Clustered Shared Volumes explained, design impact and best practises
July 30, 2010 1 Comment
Microsoft introduced Clustered Shared Volumes (CSV) in Windows Server 2008 R2. CSV enables a Microsoft NTFS formated diskvolume to be simultaneoulsy be accessed by multiple Hyper-V hosts. This enables Live Migration of vitual machines and fail-over clustering of Hyper-v hosts. Very nice. I did some research on what is going on under the hood and will list some best practises on designing CSV volumes. Also this blogposting mentions some design issues when you are using more than a few Hyper-V nodes in a cluster while using CSV.
One important thing: the storage array hosting the CSV volumes will need to support SCSI-3 persistent reservations! HP, Dell etc iSCSI solutions support this, but the small and medium business solutions will not always support this. Keep that in mind when deciding for your iSCSI storage solution.
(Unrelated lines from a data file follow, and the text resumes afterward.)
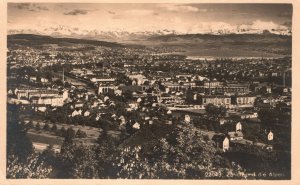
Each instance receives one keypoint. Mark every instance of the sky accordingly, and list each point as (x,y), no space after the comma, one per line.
(180,18)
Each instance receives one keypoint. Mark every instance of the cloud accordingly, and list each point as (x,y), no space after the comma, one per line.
(181,8)
(287,14)
(139,12)
(259,26)
(111,12)
(31,7)
(77,12)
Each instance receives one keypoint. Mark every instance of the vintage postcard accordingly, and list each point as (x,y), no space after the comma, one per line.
(193,91)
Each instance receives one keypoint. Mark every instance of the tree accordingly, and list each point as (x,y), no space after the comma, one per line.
(80,134)
(215,111)
(185,154)
(32,167)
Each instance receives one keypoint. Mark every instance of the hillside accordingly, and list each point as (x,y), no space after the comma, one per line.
(228,45)
(39,40)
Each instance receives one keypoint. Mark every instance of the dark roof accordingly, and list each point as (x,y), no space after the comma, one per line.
(219,137)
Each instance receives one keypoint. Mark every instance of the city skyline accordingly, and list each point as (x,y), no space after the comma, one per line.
(84,18)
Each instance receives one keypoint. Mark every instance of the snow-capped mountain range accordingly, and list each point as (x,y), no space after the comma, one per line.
(121,35)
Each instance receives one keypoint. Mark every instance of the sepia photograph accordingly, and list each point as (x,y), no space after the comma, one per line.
(149,91)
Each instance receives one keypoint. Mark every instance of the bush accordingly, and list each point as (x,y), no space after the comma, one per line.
(46,127)
(81,134)
(54,128)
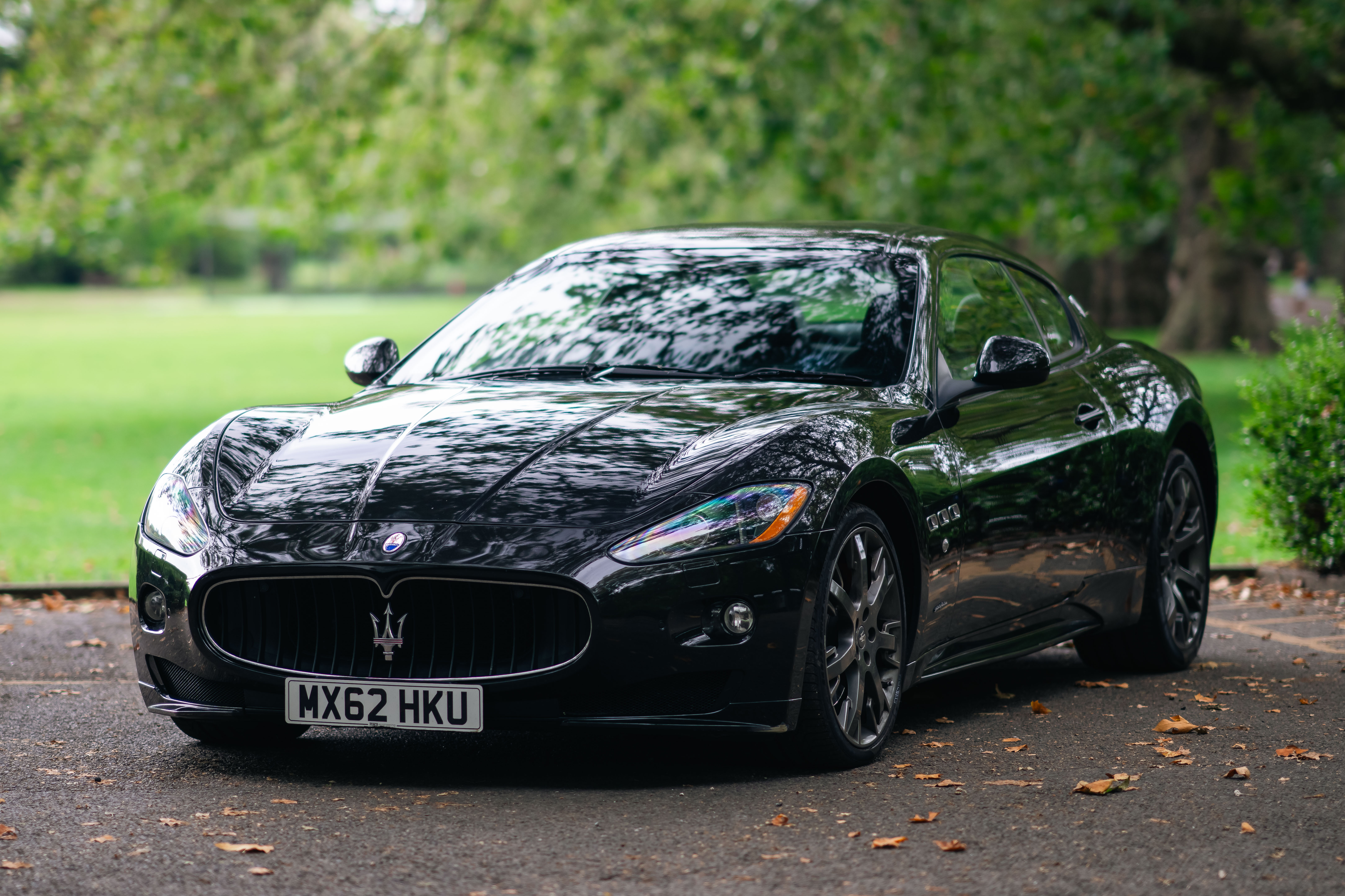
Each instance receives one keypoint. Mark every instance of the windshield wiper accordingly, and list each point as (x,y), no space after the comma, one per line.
(592,372)
(805,376)
(656,372)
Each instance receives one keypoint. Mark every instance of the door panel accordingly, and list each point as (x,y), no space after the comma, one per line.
(1035,467)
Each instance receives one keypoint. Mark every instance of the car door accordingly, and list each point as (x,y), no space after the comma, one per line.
(1034,462)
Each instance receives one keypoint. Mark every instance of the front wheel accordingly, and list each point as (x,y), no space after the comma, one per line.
(852,685)
(1172,622)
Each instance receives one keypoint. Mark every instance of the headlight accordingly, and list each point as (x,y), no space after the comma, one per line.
(173,517)
(748,516)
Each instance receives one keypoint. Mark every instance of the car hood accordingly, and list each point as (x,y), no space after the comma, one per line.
(504,453)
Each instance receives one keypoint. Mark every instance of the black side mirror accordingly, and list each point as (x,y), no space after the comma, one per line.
(370,360)
(1012,362)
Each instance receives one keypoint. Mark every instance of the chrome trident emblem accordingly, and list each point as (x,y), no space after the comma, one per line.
(388,642)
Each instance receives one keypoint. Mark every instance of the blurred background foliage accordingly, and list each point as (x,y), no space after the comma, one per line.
(1155,154)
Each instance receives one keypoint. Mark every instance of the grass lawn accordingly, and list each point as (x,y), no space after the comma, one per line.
(101,388)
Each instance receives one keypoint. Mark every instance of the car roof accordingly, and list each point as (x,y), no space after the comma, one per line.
(856,236)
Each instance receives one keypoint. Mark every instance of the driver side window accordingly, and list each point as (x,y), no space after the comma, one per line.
(977,301)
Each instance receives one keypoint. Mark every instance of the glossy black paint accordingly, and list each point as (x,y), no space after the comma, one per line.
(535,478)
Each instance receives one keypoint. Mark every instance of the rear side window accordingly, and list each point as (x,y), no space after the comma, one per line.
(977,301)
(1050,311)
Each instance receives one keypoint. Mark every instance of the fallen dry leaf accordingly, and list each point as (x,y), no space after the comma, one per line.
(887,843)
(245,848)
(1179,726)
(1110,785)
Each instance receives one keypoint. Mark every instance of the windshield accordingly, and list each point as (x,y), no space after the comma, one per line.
(717,313)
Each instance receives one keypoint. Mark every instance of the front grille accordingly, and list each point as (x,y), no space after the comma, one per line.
(681,695)
(454,629)
(190,688)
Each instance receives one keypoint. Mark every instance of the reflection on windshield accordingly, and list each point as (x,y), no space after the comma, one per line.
(726,314)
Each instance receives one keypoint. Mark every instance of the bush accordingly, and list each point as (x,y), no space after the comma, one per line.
(1299,423)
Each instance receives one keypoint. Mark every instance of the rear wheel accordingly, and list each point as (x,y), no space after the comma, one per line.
(852,685)
(240,734)
(1172,622)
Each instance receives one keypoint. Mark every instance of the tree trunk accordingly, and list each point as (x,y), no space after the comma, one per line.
(1216,276)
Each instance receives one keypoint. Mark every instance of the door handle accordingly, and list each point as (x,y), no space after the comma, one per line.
(1089,418)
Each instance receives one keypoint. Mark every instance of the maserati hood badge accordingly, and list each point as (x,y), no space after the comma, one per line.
(388,641)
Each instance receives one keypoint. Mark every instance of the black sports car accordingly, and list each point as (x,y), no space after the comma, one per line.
(750,478)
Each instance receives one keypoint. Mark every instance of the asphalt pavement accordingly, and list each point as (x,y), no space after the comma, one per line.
(107,798)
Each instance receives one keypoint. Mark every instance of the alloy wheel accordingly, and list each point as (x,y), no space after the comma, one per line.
(864,637)
(1184,560)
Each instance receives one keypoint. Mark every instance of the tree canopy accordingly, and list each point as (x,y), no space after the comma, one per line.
(501,128)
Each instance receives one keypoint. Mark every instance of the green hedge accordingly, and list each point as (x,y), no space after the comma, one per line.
(1299,428)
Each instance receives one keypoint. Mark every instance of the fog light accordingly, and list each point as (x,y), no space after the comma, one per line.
(738,618)
(154,607)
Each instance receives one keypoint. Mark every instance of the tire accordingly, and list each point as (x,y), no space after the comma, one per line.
(852,681)
(1172,622)
(241,734)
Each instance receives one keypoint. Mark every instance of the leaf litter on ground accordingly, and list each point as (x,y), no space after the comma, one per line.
(1114,782)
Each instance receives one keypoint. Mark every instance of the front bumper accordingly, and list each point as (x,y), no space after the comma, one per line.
(649,660)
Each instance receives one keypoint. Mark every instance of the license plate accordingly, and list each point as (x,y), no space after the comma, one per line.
(365,703)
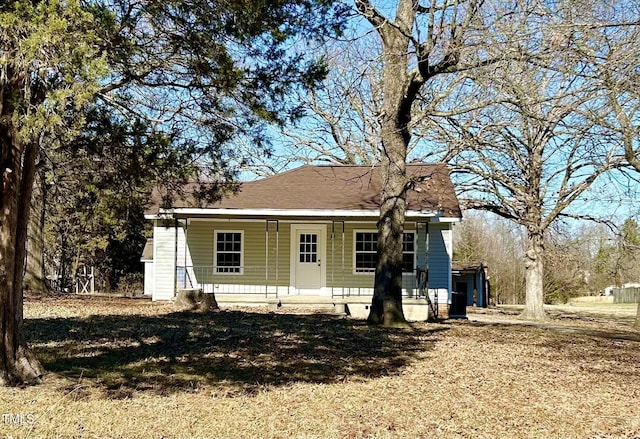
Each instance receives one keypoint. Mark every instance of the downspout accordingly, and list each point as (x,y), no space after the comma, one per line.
(175,257)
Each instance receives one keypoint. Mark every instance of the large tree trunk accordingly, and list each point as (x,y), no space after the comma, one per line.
(386,306)
(399,95)
(17,363)
(534,272)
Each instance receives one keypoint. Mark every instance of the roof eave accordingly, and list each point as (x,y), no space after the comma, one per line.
(436,215)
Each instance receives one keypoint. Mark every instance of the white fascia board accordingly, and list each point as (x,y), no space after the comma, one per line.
(445,219)
(171,213)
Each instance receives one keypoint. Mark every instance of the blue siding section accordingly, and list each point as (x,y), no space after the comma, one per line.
(439,258)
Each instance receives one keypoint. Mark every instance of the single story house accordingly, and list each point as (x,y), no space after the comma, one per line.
(310,231)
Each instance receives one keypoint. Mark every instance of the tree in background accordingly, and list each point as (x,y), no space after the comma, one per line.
(497,244)
(200,70)
(533,152)
(417,44)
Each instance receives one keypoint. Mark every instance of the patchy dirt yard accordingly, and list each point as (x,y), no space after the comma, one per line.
(136,369)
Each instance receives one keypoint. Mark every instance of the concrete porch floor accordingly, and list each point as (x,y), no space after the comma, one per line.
(353,306)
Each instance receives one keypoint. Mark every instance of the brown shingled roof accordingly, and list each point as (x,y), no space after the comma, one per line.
(340,187)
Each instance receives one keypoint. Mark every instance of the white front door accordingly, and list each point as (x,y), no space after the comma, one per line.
(308,252)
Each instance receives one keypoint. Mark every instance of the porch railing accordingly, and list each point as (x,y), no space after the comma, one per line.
(263,280)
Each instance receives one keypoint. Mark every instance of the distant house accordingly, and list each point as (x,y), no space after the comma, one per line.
(309,231)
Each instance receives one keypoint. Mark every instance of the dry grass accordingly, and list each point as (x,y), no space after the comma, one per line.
(133,369)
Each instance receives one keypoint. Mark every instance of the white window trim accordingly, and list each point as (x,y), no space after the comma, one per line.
(215,253)
(369,273)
First, there is not much best practise information to be found on the Net. A lot of articles about CSV and clustering can be found on the internet, but most of them discuss the technology. The only info I found was written by Microsoft and had very basic and obvious information.
The Coordinator node
While all nodes in a cluster can write and read data to a CSV volume, there is one node responsible for changing the meta data. This node is called the Coordinator Node. Each CSV has one Coordinator node. If you have multiple CSV nodes available in a cluster, the Coordinator nodes for each CSV are evenly spread over the nodes. If the coordinator node fails, automatically another node will take over this role. It will probably result in a short pauze of diskaccess. Not sure if virtual machines will suffer from this. CSV volumes can only be used by Hyper-V hosts to store virtual disk files on (VHD). Do not try to store any other data on it because this could lead to corruption of the data.
Direct and redirect I/O
A CSV volume can be accessed by two networks. The first and obviously preferred network is over the iSCSI network. Each node has one or more NICs or iSCSI HBA’s attached to one or two switches. The switches are connected to the iSCSI storage array. This is called Direct I/O.
If the iSCSI network is not available, because for instance the NIC used for iSCSI fails, or a cable is unplugged an alternative path is selected. Data is transfered over the internal cluster network to the Coordinator Node. The coordinator node then forwards the data over it’s iSCSI network to the storage. This method is called Redirected I/O. Depending on the amount of storage I/O this can lead to some lose in performance.
Copy VHD into CSV
When copying data from regular volumes (network, USB drive, C: drive) to the CSV volume (shortcut located at c:\clusterstorage\Volume#) performe the copy from the node having the Coordinator node role. This wil ensure the copy is done as fast as possible. If done on another node, the data will be routed via the Coordinator node as filecopy is a metadata transfer. See this post “Copying VHDs onto a CSV Disk? Use the Coordinator Node!” at http://blogs.msdn.com/b/clustering/archive/2009/12/09/9934381.aspx
Copy VHD from one CSV volume to another
If you are using Dell Equallogic iSCSI storage and want to copy or move VHD files from one volume to another, the use of the EqlXcp utility might speed things up a bit. This because the Equallogic is tranfering the data internally instead of copying it to the Window server and copy it over to the destination volume. More info at http://marcmalotke.net/2010/06/28/equallogic-hit-3-4-0-eqlxcp-command/
Best practises for CSV
The recommended size of a CSV can be anything between 1TB and 2TB. The maximum size is 256 TB. If a large CSV volume fails it will have more impact that if a smaller sized CSV fails. On the other hand, more smaller sized volumes makes administration a bit more complex and it could also lead to issues with CSV reservations. Later in this article more on that.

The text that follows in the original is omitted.